I don't think reference counting is any easier to understand than pure mark-and-sweep or pure stop-and-copy. The main advantage of reference counting in my opinion is that its restrictions force you to kick some features out of your language design if you want to use it.
Mark and sweep, such as is used in the Ruby 1.8 implementation quickly
replaced reference counting as the simplest GC considered for real
use.
My recollection is that mark-and-sweep was the original, and that reference counting came later.
More modern GCs tend to use copying GCs which move live objects to new
heap blocks leaving the dead ones behind. And most use generational
scavenging which takes advantage of the observation that most objects
either die quite young, or live a long time. This approach was
pioneered by David Ungar in the Berkeley implementation of
Smalltalk-80. And this is the kind of GC typically used in JVMs
today.
Bah ... I actually found a reference a couple of days ago on this (http://portal.acm.org/citation.cfm?id=91597\). If you're not signed up for the ACM library it will cost you money to read it. But essentially "pure" mark-and-sweep was replaced by stop-and-copy, which compacts the heap. Then generational mark-and-sweep came along and "rehabilitated" mark-and-sweep. Note the publication date -- 1990. The abstract is free -- it reads:
"Stop-and-copy garbage collection has been preferred to mark-and-sweep collection in the last decade because its collection time is proportional to the size of reachable data and not to the memory size. This paper compares the CPU overhead and the memory requirements of the two collection algorithms extended with generations, and finds that mark-and-sweep collection requires at most a small amount of additional CPU overhead (3-6%) but, requires an average of 20% (and up to 40%) less memory to achieve the same page fault rate. The comparison is based on results obtained using trace-driven simulation with large Common Lisp programs."

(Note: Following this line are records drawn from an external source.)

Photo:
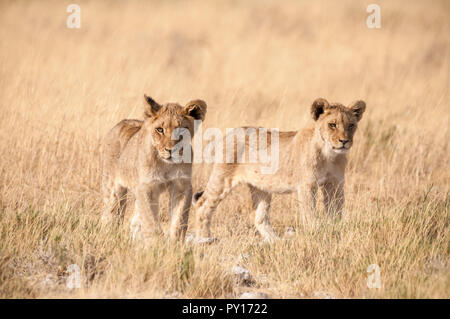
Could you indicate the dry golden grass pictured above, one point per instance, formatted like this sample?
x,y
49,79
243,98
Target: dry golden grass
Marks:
x,y
254,62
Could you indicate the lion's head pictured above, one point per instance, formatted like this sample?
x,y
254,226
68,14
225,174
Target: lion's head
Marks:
x,y
166,123
336,123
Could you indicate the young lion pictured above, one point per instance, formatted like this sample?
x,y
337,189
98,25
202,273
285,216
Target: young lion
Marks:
x,y
139,156
310,158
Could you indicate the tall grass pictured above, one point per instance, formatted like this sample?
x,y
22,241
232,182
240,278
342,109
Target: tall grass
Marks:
x,y
255,63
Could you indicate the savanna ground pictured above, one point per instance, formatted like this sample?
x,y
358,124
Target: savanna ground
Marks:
x,y
254,62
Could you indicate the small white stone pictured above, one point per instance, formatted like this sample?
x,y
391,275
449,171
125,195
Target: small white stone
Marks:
x,y
323,295
242,275
254,295
289,232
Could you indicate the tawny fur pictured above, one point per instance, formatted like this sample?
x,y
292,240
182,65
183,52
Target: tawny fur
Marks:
x,y
311,158
137,157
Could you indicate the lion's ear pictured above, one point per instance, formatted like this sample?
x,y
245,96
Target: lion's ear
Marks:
x,y
358,108
151,107
318,107
196,109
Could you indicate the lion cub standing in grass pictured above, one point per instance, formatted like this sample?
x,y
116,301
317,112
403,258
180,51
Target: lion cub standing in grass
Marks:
x,y
139,157
308,159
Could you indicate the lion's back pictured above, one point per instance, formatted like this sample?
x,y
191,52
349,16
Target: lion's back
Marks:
x,y
116,140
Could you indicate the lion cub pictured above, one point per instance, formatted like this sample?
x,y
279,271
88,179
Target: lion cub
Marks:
x,y
308,159
139,157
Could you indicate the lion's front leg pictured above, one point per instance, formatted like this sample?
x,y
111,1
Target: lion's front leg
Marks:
x,y
307,197
145,222
333,197
180,204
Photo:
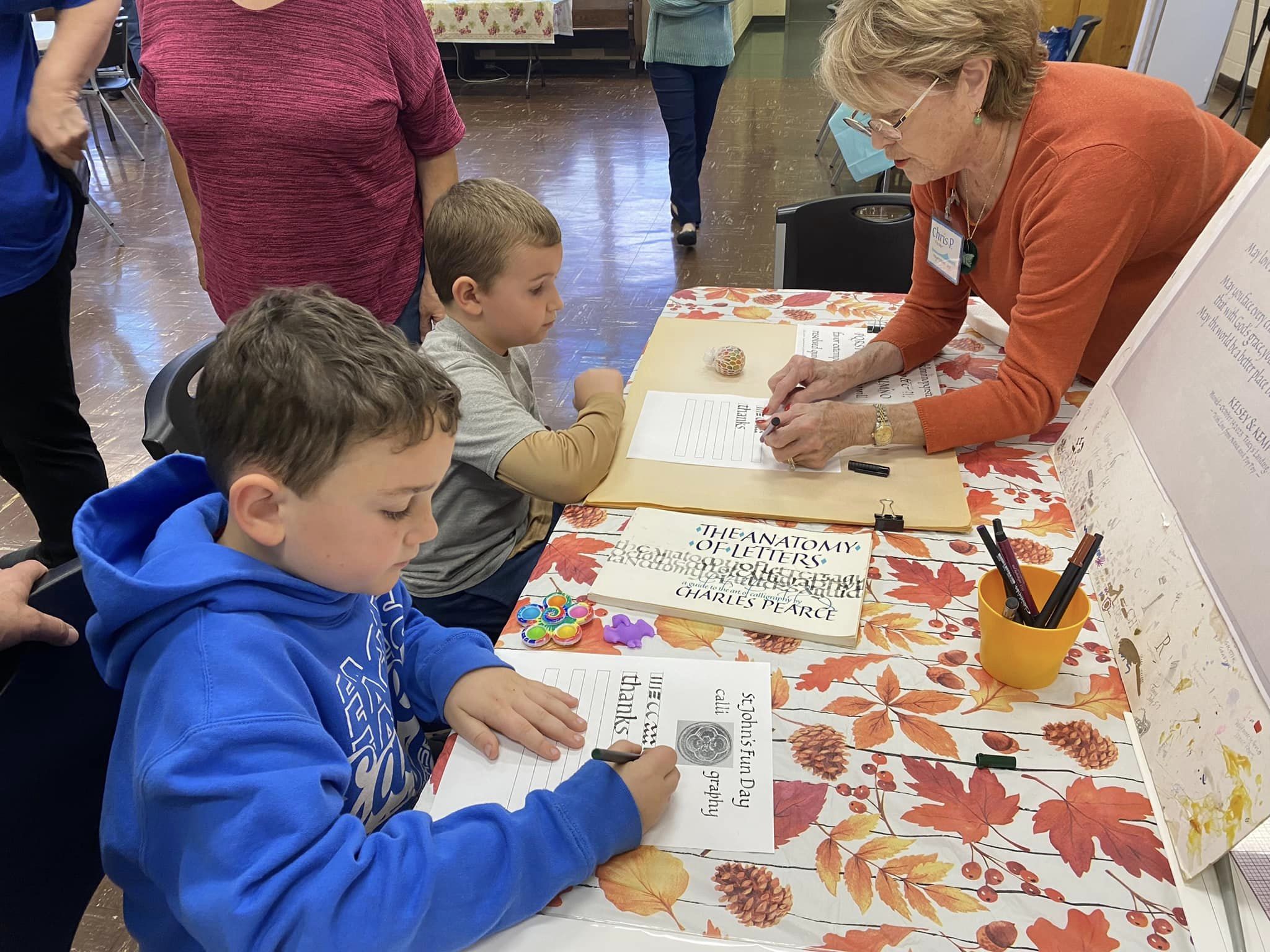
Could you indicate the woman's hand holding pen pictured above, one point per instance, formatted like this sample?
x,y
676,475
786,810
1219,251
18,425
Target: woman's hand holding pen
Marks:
x,y
812,434
804,380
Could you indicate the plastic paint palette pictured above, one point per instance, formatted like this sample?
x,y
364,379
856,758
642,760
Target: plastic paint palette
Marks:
x,y
558,619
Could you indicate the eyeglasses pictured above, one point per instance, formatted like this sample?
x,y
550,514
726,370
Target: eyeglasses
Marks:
x,y
881,127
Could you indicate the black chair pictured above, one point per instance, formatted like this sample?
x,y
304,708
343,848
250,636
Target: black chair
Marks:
x,y
58,720
112,76
1081,32
171,425
848,243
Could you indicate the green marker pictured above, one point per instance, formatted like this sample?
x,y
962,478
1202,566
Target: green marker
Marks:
x,y
995,762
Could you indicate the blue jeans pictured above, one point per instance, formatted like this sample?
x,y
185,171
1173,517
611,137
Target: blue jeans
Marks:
x,y
488,604
409,320
687,97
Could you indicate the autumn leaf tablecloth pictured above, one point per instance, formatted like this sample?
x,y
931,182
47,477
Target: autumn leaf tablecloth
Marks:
x,y
888,837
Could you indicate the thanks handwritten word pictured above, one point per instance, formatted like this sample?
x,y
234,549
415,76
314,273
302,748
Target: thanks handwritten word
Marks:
x,y
624,718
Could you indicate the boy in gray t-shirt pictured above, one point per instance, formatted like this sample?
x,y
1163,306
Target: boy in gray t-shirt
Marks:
x,y
493,254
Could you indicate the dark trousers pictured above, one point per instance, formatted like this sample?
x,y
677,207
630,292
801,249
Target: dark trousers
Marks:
x,y
687,97
46,447
56,725
408,322
488,604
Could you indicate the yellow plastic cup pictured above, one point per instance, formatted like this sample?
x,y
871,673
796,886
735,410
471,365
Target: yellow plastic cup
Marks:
x,y
1015,654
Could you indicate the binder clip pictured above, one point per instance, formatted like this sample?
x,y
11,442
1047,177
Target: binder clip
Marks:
x,y
887,521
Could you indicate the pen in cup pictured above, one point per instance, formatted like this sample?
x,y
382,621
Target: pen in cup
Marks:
x,y
1011,611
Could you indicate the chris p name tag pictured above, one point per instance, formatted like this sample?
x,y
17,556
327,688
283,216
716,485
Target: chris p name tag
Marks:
x,y
944,250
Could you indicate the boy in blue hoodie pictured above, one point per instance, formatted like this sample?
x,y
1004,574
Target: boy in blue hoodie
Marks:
x,y
276,678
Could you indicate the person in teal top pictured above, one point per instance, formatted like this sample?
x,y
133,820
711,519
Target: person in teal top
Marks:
x,y
687,55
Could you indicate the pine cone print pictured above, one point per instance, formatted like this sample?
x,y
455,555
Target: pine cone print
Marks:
x,y
1081,742
1033,552
585,517
821,749
753,894
773,644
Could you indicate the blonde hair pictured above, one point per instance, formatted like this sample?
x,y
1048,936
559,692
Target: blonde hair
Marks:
x,y
475,225
873,42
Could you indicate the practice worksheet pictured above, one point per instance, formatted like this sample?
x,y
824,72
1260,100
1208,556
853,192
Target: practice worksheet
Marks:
x,y
836,343
716,714
706,430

Which particular GC approach is best for Ruby is subject to some study.
I think at least for Rails on Linux, someone (assuming funding) could collect and analyze plenty of data. I'd actually be surprised if someone *isn't* doing it, although I know *I'm* not.

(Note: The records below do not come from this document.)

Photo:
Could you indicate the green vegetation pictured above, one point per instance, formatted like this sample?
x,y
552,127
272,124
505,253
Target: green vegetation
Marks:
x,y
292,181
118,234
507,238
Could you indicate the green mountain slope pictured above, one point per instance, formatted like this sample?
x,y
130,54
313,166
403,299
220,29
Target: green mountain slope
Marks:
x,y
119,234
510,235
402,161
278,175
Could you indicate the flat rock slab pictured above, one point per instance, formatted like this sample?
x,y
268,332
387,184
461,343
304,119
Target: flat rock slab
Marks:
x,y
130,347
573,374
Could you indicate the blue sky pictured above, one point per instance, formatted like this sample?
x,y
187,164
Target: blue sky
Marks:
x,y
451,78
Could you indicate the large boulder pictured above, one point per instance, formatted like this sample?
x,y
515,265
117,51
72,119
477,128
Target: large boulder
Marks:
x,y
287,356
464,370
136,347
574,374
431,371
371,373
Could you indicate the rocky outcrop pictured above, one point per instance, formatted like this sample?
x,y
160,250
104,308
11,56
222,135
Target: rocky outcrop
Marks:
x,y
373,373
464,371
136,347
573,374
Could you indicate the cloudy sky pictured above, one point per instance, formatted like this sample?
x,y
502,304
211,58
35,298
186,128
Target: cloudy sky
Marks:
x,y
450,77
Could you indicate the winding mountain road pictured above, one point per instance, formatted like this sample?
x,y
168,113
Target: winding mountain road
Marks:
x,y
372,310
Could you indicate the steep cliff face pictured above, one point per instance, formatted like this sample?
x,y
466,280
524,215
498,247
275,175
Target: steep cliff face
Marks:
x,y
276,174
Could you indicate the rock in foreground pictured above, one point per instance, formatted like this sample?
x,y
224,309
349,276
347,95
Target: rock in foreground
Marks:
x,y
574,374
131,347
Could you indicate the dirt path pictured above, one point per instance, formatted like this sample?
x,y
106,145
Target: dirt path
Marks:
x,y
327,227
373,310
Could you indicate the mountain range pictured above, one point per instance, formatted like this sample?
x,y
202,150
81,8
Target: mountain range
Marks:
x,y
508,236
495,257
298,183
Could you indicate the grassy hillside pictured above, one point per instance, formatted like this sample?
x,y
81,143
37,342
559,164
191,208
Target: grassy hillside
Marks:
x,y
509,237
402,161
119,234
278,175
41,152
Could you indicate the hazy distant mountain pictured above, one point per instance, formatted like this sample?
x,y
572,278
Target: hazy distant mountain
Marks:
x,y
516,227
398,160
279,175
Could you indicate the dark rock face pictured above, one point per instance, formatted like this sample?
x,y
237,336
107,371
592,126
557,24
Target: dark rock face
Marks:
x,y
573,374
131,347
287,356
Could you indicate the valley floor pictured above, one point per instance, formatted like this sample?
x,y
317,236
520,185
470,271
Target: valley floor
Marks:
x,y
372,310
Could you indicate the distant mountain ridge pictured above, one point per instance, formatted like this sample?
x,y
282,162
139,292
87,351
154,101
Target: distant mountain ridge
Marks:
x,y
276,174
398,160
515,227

Many of the usages of ruby aren't quite like those of Java, or
Smalltalk. I had dinner with a former colleague, who happens to be
the lead developer of the IBM J9 java virtual machine, and he made the
observation that Java, and Smalltalk before it have a long history of
having their VMs tuned for long running processes. On the other hand
many Ruby usages are get in and get out. These use cases mean that
it's more valuable to have rapid startup than perfect GC in the sense
that all dead objects are reclaimed quickly, not that any of the
current GCs guarantee the latter.
Well ... OK. If you want to distinguish between long running (server) and rapid startup (client), that's fine. But look at the marketplace. We have servers, we have laptop clients, we have desktop clients, we have mobile clients, and we have bazillions of non-user-programmable computers like DVD players, iPods, in-vehicle navigation systems, etc.
Now while the hard-core hackers like me wouldn't buy an iPod or a DVD player, preferring instead to add hard drive space to a real computer, Apple isn't exactly going broke making iPods and iPhones that are (for the moment, anyhow) closed to "outsiders". And I'm guessing that, while you *can* run Ruby on, say, an embedded ARM/Linux platform, most of the software in those gizmos is written in C and heavily optimized.
I've got a couple of embedded toolkits, and I've actually built Ruby for them, but when you only have 32 MB of RAM, you don't want to collect garbage -- you don't even want to *generate* garbage! So I wouldn't personally spend much time thinking about garbage collection for rapid startup. If you want rapid startup, you're going to have as much binding as possible done at compile time -- you aren't even going to compile a Ruby script to an AST when you start a process up.
So the best GC for Ruby might not be the same as would be used for a
JVM or Smalltalk VM, but I'm almost certain it would be a reference
counter.
Did you mean to say, "not be a reference counter"?